This light, citrusy cake is the perfect way to celebrate the new year, a birthday, a deep abiding love for chocolate, or any occasion. A cream cheese frosting and a layer of chocolate ganache puts it completely over the top.
Sometimes people in my office travel to awesome places that most people (sane people) do not want to visit – i.e. eastern Congo, South Sudan, Chad, etc. I do not get to go … but I want to. Getting chased by a monkey while on a run in Juba? Sign me up! Lost on the way to a refugee camp in Chad? I’m in. Randomly producing a music video for an African pop star? Yes please!!! (True stories.)

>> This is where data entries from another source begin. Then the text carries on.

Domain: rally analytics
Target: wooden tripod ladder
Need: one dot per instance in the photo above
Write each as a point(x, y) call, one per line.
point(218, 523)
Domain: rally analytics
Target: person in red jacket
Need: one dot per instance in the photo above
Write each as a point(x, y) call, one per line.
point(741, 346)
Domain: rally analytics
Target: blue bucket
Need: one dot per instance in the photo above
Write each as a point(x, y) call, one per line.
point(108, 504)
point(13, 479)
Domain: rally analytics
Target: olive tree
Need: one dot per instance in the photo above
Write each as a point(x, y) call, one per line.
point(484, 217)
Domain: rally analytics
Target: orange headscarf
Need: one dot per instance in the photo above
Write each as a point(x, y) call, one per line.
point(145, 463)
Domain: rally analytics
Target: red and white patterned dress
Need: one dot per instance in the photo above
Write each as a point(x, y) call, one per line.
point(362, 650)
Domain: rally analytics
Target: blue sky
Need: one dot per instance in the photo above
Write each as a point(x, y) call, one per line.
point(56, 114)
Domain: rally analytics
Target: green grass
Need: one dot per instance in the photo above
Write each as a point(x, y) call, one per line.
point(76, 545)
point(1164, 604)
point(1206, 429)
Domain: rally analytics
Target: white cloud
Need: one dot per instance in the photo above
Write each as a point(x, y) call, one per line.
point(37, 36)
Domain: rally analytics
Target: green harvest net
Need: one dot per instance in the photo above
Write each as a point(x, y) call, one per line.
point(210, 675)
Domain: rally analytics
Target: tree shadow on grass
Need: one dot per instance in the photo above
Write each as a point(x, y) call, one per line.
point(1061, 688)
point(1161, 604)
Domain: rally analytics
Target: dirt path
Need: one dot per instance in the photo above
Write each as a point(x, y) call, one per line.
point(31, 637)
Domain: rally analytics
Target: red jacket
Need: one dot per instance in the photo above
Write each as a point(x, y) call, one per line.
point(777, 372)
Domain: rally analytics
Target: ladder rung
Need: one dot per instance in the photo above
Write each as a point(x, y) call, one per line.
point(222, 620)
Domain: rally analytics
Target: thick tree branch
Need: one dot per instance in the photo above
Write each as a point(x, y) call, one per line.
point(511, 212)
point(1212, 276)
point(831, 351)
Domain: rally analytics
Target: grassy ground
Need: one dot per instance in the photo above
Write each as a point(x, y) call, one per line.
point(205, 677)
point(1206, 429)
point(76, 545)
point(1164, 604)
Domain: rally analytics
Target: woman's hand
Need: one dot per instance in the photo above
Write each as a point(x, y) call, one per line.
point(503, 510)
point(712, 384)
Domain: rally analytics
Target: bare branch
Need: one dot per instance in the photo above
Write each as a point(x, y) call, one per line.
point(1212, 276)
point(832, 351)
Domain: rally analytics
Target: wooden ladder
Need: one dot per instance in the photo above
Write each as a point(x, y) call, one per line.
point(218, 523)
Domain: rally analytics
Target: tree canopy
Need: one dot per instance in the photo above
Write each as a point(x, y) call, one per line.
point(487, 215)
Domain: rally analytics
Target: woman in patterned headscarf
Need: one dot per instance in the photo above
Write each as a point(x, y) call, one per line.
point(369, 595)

For the rest of us, ever desk-bound, all we can hope is that our intrepid colleagues come back safe and sound, with good stories/pictures/video, and bring back some delicious foreign treats to share.
Just before Christmas, someone brought back Belgian chocolates from the Democratic Republic of the Congo (not to be confuse with the Republic of the Congo – yes, there are two Congos). All colonial irony aside, apparently there’s still a lot of Belgian stuff in Kinshasa, and the chocolate is delicious! I had a dark chocolate and orange truffle and was suddenly reminded how good dark chocolate and orange are together.

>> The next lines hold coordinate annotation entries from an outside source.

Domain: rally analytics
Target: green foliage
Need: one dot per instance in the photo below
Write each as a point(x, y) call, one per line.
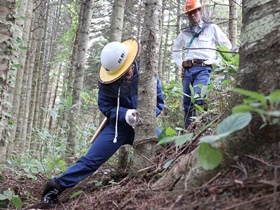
point(75, 194)
point(209, 157)
point(268, 107)
point(209, 143)
point(10, 196)
point(230, 62)
point(167, 136)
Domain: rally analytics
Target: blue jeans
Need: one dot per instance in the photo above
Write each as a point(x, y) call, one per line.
point(100, 151)
point(194, 76)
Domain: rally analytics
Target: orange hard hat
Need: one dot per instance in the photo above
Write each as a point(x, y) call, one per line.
point(192, 5)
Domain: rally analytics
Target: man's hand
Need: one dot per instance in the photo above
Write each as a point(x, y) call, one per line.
point(131, 117)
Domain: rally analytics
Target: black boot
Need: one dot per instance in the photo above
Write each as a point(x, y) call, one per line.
point(188, 118)
point(51, 191)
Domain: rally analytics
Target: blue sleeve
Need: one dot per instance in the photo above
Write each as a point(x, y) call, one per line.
point(160, 100)
point(108, 106)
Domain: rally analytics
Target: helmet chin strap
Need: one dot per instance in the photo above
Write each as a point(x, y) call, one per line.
point(117, 116)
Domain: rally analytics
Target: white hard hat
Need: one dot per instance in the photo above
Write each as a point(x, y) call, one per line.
point(116, 59)
point(113, 56)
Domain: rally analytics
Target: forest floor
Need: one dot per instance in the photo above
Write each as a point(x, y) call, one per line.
point(252, 183)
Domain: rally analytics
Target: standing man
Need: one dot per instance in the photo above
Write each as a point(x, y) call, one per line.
point(117, 100)
point(196, 63)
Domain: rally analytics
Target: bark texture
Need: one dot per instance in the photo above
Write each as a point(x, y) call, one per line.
point(145, 137)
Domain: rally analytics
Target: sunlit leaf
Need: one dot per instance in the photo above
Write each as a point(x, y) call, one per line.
point(234, 122)
point(209, 157)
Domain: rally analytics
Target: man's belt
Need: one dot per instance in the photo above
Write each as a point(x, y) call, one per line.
point(193, 62)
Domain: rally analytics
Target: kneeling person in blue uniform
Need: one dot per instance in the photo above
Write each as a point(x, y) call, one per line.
point(117, 100)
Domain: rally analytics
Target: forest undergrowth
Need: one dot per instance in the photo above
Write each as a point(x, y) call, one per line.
point(251, 183)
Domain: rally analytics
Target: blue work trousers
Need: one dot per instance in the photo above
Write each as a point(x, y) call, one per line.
point(99, 152)
point(194, 76)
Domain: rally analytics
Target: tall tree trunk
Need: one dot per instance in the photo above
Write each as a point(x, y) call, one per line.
point(7, 25)
point(116, 35)
point(83, 37)
point(233, 23)
point(20, 72)
point(145, 133)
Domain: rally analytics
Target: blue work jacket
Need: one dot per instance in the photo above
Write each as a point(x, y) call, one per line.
point(126, 92)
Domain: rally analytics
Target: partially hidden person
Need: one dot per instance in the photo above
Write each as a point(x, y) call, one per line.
point(194, 52)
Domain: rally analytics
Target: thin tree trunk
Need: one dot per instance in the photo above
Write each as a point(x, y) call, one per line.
point(20, 72)
point(7, 14)
point(145, 133)
point(83, 37)
point(233, 23)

That truffle was still on my mind as I considered my baking options last weekend. Orange cake? Hmmmm. Dark chocolate ganache? Yummmmm. Together? It could work!
I’ve never made an orange cake before, and couldn’t find any good-looking recipes online, so I adapted a lemon cupcake recipe and it worked shockingly well. So here’s the cake strata breakdown: orange cake, dark chocolate ganache, cream cheese frosting, orange cake, cream cheese frosting.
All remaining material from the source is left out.